Pullulanase with high temperature and low pH optima improved starch saccharification efficiency

Abstract

Pullulanase, a starch debranching enzyme, is required for the preparation of high glucose/maltose syrup from starch. In order to expand its narrow reaction conditions and improve its application value, Bacillus naganoensis pullulanase (PulA) was mutated by site-directed mutagenesis and the biochemical characteristics of the mutants were studied. The mutant PulA-N3 with mutations at asparagine 467, 492 and 709 residues was obtained. It displayed the activity maximum at 60 °C and pH 4.5 and exceeded 90% activities between 45 and 60 °C and from pH 4.0 to pH 5.5, which was improved greatly compared with wild-type PulA. Its thermostability and acidic pH stability were also remarkably improved.
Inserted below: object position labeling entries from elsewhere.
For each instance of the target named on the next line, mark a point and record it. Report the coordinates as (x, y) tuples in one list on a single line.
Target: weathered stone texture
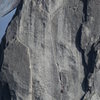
[(51, 51)]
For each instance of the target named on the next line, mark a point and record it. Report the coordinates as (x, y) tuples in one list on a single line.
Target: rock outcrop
[(51, 51)]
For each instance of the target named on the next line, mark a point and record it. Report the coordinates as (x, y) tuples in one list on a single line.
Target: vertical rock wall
[(51, 51)]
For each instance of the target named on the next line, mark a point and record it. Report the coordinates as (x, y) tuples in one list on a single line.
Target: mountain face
[(51, 51), (7, 5)]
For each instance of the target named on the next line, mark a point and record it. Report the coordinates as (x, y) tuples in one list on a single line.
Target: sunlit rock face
[(51, 51), (7, 5)]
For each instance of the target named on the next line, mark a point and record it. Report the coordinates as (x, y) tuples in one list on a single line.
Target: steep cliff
[(51, 51)]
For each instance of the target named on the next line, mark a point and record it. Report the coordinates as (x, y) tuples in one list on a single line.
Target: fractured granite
[(51, 51)]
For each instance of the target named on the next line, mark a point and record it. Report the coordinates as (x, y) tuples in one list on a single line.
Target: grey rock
[(7, 5), (51, 51)]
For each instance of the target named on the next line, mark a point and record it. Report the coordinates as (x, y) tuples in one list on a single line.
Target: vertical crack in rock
[(85, 5), (89, 65), (4, 87)]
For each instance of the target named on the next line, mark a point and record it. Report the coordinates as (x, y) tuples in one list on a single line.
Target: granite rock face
[(51, 51), (7, 5)]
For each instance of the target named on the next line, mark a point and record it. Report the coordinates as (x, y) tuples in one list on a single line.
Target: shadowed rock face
[(51, 51), (7, 5)]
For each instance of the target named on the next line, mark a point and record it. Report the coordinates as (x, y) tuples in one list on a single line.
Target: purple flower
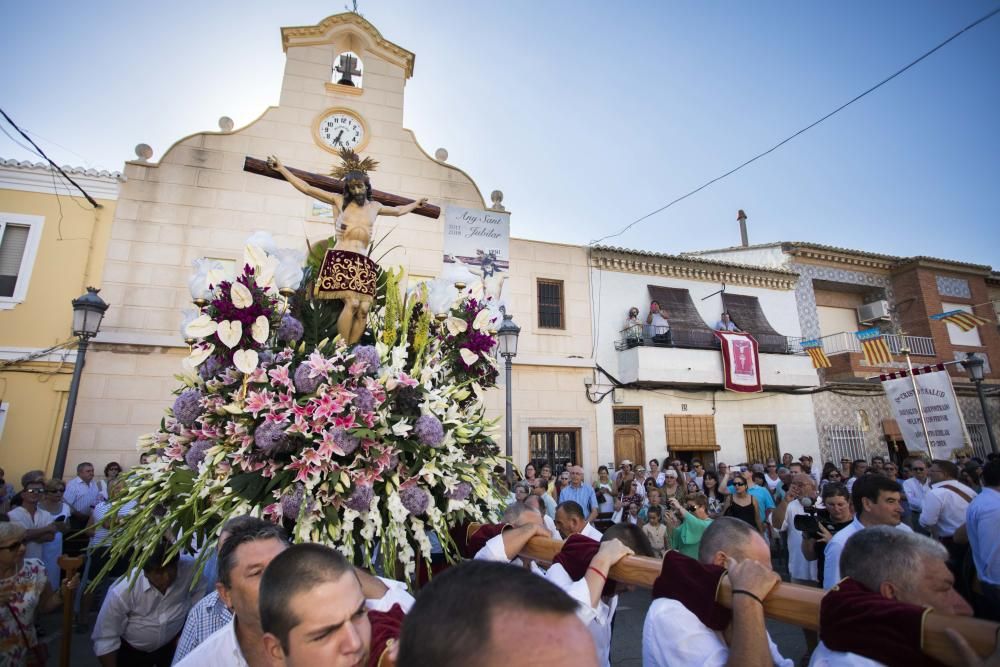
[(196, 453), (291, 503), (415, 500), (460, 492), (270, 438), (368, 355), (361, 498), (304, 383), (290, 329), (428, 430), (345, 440), (187, 406), (364, 400)]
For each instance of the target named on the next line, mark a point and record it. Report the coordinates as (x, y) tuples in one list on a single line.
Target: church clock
[(339, 128)]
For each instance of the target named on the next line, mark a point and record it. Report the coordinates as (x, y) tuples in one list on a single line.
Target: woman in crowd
[(672, 488), (656, 530), (687, 532), (53, 503), (743, 506), (713, 493), (24, 592)]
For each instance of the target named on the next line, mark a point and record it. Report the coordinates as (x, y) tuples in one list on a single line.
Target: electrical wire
[(802, 131)]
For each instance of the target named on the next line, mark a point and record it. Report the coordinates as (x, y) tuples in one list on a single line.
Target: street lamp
[(88, 311), (974, 365), (507, 347)]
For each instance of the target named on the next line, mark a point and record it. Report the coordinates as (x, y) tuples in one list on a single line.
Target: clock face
[(340, 129)]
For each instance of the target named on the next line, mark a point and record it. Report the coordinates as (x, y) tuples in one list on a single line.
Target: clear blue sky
[(586, 114)]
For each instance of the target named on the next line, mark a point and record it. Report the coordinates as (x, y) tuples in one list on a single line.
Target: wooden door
[(628, 445), (762, 442)]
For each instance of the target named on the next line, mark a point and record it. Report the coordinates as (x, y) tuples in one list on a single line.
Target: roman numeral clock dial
[(335, 129)]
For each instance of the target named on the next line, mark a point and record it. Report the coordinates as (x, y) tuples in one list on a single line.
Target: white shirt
[(945, 508), (835, 547), (798, 566), (915, 492), (81, 496), (142, 616), (674, 637), (824, 657), (982, 520), (40, 520)]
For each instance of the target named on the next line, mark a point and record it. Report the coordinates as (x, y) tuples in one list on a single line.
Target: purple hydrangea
[(428, 430), (460, 492), (304, 383), (415, 500), (368, 355), (187, 406), (196, 453), (345, 440), (290, 329), (271, 438), (361, 498), (291, 503), (364, 400)]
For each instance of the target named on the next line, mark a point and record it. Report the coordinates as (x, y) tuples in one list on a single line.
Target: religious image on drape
[(329, 401)]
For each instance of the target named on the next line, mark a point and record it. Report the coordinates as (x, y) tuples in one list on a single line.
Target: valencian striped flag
[(814, 348), (961, 319), (874, 346)]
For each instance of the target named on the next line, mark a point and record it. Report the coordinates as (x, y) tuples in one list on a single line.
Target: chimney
[(742, 217)]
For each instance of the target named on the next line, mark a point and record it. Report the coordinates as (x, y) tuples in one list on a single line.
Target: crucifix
[(347, 69), (347, 272)]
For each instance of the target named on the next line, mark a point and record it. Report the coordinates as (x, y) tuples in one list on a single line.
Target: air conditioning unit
[(876, 310)]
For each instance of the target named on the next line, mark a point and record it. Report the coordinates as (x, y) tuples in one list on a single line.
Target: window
[(559, 447), (550, 304), (19, 238), (956, 335)]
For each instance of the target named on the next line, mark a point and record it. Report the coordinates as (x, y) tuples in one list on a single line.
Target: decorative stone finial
[(143, 152), (497, 197)]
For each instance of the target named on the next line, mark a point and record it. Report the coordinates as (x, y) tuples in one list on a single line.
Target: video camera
[(809, 523)]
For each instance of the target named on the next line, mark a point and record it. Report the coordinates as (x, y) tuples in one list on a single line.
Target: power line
[(49, 160), (805, 129)]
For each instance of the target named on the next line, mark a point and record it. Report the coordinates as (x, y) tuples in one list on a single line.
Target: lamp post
[(507, 344), (974, 365), (88, 311)]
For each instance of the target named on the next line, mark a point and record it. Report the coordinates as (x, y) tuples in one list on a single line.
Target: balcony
[(656, 358)]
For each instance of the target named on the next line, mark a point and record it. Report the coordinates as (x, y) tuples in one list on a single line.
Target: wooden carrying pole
[(797, 605), (330, 184), (70, 564)]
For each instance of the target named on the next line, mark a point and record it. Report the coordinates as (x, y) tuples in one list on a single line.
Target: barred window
[(550, 304)]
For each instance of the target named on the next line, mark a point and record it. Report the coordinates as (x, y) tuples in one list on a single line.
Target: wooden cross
[(256, 166), (347, 68)]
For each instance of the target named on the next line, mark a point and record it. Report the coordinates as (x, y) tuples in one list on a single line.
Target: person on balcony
[(657, 324), (726, 324)]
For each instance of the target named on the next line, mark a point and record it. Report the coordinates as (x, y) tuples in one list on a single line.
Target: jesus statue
[(355, 212)]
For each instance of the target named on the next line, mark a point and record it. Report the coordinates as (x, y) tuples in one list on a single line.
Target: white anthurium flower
[(201, 327), (261, 329), (240, 295), (230, 333), (246, 361), (198, 355), (483, 318), (456, 325)]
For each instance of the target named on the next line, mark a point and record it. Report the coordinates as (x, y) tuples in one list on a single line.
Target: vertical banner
[(937, 398), (740, 361), (477, 249)]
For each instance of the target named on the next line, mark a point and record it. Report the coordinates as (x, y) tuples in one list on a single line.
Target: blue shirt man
[(580, 493)]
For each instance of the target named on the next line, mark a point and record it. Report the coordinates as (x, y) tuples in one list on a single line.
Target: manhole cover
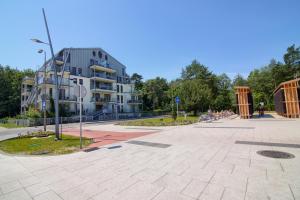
[(275, 154)]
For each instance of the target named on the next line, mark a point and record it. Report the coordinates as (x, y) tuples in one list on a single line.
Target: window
[(73, 72), (50, 92), (92, 62), (79, 71), (69, 58)]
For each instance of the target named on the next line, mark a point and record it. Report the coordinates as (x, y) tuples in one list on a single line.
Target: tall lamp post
[(44, 100), (55, 76)]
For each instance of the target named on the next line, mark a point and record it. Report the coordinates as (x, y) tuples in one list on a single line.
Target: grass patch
[(166, 121), (37, 144), (10, 125)]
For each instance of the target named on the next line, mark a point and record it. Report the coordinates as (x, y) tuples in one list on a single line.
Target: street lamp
[(55, 75), (44, 99), (38, 41)]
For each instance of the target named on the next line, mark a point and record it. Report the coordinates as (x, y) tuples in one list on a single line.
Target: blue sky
[(157, 37)]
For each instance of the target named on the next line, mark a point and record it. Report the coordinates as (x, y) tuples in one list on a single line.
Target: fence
[(49, 121), (85, 118)]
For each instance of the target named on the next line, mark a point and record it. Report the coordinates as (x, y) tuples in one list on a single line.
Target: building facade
[(109, 88)]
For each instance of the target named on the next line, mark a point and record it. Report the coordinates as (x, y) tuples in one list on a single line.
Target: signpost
[(177, 101), (81, 92)]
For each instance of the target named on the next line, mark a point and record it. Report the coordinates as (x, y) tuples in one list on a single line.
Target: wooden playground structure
[(244, 102), (287, 99)]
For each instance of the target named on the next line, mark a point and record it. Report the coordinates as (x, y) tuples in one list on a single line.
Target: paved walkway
[(203, 162), (102, 137)]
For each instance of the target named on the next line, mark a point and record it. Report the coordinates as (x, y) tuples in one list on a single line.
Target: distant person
[(261, 109)]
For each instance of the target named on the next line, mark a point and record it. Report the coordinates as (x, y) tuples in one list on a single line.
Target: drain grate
[(150, 144), (91, 149), (229, 127), (268, 144), (114, 147), (275, 154)]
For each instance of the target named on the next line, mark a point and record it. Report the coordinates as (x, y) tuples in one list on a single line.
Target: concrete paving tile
[(233, 194), (149, 175), (105, 195), (50, 195), (118, 184), (194, 189), (171, 195), (66, 184), (17, 195), (173, 182), (140, 190), (279, 191), (200, 174), (30, 180), (237, 181), (81, 192), (36, 189), (257, 196), (11, 186), (212, 192)]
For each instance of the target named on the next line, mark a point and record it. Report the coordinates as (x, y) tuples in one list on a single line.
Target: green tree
[(195, 96), (239, 80), (138, 80), (223, 98), (155, 94), (10, 90)]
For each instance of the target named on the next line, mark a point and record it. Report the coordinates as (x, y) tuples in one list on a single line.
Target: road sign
[(177, 99), (77, 91), (43, 104)]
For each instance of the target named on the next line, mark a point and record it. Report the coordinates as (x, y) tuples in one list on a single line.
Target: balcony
[(59, 60), (28, 80), (63, 82), (103, 77), (101, 66), (59, 69), (72, 98), (26, 91), (68, 99), (103, 88), (133, 101), (101, 101)]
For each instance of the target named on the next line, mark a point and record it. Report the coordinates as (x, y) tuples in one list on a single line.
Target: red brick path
[(102, 138)]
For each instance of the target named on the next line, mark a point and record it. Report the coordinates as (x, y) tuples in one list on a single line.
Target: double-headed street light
[(44, 99), (53, 63)]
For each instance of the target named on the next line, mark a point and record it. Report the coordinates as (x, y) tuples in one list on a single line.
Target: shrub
[(33, 113)]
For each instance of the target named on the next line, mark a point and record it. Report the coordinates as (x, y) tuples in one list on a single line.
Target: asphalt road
[(14, 132)]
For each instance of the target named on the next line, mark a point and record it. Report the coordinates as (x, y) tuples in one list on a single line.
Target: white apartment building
[(109, 88)]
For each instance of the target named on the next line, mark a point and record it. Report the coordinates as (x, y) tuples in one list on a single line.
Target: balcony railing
[(101, 100), (70, 98), (24, 90), (63, 81), (101, 75), (100, 63), (133, 101), (102, 88)]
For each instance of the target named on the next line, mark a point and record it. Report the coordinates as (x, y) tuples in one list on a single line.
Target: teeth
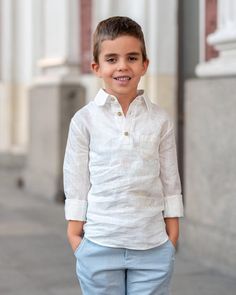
[(122, 78)]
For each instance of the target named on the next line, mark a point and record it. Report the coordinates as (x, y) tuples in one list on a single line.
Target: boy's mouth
[(122, 78)]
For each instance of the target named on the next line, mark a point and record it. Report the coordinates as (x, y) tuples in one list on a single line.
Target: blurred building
[(45, 54)]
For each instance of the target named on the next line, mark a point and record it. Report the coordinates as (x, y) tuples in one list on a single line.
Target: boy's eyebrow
[(115, 54)]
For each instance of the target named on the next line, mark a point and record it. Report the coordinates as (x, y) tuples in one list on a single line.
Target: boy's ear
[(95, 68), (145, 66)]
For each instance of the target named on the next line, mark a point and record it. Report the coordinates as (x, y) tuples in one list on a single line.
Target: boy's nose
[(122, 65)]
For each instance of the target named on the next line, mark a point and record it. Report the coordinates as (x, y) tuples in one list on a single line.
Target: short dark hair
[(113, 27)]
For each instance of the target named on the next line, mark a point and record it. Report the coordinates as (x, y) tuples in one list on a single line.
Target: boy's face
[(121, 66)]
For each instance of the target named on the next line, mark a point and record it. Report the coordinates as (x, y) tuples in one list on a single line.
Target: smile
[(122, 78)]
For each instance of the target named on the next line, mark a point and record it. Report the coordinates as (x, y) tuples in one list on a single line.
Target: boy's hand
[(74, 233), (172, 229)]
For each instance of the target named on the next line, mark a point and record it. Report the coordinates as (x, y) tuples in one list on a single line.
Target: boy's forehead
[(121, 44)]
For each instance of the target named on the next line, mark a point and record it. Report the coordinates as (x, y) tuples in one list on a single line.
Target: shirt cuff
[(75, 209), (173, 206)]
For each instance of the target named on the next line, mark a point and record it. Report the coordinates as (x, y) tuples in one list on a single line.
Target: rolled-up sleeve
[(169, 174), (76, 171)]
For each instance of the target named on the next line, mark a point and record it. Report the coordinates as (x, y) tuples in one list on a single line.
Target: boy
[(120, 175)]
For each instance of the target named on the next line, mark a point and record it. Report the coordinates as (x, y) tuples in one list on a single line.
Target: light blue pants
[(117, 271)]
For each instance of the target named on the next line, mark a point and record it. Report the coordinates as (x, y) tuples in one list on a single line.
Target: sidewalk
[(35, 258)]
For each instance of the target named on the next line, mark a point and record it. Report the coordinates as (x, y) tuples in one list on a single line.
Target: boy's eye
[(133, 58), (111, 60)]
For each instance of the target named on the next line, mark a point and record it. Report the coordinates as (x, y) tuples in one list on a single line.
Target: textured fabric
[(121, 174), (118, 271)]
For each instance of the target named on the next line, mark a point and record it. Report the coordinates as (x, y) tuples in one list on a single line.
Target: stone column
[(55, 96), (224, 40)]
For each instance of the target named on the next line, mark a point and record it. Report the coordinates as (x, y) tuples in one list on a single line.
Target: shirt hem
[(124, 247)]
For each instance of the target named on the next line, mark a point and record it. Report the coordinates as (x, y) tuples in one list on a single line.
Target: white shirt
[(121, 174)]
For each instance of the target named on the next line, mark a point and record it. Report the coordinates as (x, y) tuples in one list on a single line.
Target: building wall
[(209, 231)]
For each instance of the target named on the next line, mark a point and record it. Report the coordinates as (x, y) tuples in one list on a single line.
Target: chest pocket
[(148, 146)]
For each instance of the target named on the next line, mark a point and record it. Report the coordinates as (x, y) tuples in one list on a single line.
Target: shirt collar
[(103, 97)]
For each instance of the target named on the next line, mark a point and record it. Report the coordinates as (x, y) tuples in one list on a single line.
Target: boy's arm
[(76, 180), (75, 233), (173, 205)]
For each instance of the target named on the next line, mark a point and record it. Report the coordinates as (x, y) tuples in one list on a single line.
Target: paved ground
[(35, 258)]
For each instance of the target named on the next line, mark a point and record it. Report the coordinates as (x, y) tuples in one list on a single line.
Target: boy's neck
[(126, 100), (125, 103)]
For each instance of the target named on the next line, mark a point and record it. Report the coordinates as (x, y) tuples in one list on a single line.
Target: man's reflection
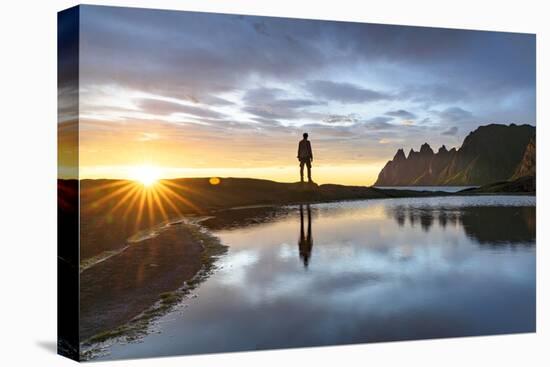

Its catalytic rate (kcat/Vmax) was 2.76 times that of PulA. In the preparation of high glucose syrup, the DX (glucose content, %) values of glucose mediated by PulA-N3 and glucoamylase reached 96.08%, which were 0.82% higher than that of PulA. In conclusion, a new pullulanase mutant PulA-N3 was successfully developed, which has high debranching activity in a wide range of temperature and pH, thereby paving the way for highly efficient starch saccharification.